As an adminstrator at Adamson U, he was Vice President for Student Affairs in 1999, and Vice President for Administration in 2001 before being chosen as the school’s president in 2003. He also served as president of the South Manila Inter-Institutional Consortium (SMI-IC) from 2006 to 2010, and member of the Board of Trustees and President (2011-2013) of the Catholic Educational Association of the Philippines.

Fr. Bañaga focused on the renewal and deepening of the Vincentian character of Adamson U, launching projects designed to promote Vincentian values and practices, and integrating Vincentian teachings into the practices of the University community. Such initiative led to the improved collaboration and network with the Vincentian Family and other Vincentian educational institutions. His tenure adopted an alternative philosophy of change, known as Appreciative Inquiry, that accentuated the postive within an organization, and a more holistic style of academic culture.

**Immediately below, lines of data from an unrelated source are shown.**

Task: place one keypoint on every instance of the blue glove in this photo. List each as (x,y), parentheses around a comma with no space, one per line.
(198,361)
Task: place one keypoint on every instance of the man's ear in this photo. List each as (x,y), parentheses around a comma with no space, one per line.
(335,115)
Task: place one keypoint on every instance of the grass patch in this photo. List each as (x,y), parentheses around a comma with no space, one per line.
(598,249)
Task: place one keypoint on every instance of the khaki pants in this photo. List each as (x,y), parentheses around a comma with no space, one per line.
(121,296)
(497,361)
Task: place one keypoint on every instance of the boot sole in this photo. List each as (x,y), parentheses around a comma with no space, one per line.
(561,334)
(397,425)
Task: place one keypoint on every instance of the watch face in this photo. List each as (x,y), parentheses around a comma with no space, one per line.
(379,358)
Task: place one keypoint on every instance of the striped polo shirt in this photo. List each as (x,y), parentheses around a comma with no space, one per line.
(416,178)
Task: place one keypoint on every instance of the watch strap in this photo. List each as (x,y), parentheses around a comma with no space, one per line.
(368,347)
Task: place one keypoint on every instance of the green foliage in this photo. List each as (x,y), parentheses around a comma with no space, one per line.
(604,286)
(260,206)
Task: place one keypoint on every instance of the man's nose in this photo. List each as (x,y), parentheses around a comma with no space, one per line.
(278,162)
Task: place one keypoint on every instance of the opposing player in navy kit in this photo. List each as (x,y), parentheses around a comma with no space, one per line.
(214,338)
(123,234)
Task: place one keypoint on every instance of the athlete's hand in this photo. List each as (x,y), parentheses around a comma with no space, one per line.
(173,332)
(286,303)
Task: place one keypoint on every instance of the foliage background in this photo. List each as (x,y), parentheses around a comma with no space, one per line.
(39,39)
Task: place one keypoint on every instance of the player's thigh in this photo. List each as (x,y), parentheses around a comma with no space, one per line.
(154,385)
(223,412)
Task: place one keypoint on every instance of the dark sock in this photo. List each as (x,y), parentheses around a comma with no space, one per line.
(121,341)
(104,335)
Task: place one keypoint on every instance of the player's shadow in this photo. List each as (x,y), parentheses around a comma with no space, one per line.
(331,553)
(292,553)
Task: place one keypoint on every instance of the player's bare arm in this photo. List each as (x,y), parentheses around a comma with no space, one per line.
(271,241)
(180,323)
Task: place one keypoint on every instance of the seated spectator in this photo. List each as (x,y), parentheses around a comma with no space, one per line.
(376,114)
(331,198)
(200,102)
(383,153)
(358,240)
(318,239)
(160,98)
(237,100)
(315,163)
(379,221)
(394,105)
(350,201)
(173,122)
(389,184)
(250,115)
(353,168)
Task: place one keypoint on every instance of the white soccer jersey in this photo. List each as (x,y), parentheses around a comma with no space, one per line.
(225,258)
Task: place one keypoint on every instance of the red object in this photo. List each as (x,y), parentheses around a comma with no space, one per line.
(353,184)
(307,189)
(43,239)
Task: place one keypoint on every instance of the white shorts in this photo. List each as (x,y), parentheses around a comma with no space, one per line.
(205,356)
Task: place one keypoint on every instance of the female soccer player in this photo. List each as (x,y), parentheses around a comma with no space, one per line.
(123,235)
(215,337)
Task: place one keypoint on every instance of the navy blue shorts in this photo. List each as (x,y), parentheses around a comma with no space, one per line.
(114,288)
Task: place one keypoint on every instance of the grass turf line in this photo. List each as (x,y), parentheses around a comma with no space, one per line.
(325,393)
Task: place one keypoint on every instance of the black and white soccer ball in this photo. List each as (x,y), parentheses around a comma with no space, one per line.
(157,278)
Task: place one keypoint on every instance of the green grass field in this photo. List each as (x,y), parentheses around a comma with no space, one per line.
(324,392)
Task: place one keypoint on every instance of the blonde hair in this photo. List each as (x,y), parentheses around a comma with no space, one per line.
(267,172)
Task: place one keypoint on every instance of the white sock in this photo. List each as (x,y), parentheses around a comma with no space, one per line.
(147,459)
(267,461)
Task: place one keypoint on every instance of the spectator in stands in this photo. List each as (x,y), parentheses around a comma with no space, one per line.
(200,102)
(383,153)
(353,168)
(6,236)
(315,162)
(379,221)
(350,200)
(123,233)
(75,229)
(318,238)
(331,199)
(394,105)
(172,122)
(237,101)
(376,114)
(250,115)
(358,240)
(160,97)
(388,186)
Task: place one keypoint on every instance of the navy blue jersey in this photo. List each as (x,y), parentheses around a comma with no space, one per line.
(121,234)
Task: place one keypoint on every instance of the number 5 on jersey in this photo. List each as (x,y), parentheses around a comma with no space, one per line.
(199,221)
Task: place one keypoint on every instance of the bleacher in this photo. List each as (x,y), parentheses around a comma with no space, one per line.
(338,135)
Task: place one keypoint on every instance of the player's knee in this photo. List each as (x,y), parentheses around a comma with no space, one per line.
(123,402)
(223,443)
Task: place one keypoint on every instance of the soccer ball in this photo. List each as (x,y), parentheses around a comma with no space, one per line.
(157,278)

  • Adamson U awarded with Autonomous Status and CHED-IquAME Certification
  • Adamson U certified with ISO 9001:2008 Management System from TUV Rheinland
  • Acquisition of Meralco property beside Cardinal Santos Building
  • Campus fully-equipped with internet and Wi-Fi connection
  • Renovation of Adamson U Theater and University Art Gallery
  • Establishment and reactivation of local and international alumni connections
  • Construction and improvement of University Covered Court, Sewage Treatment Plant, Miraculous Medal Gardern, Plaza de San Vicente, and Museum and Archives
  • Upliftment of campus’ physical environment.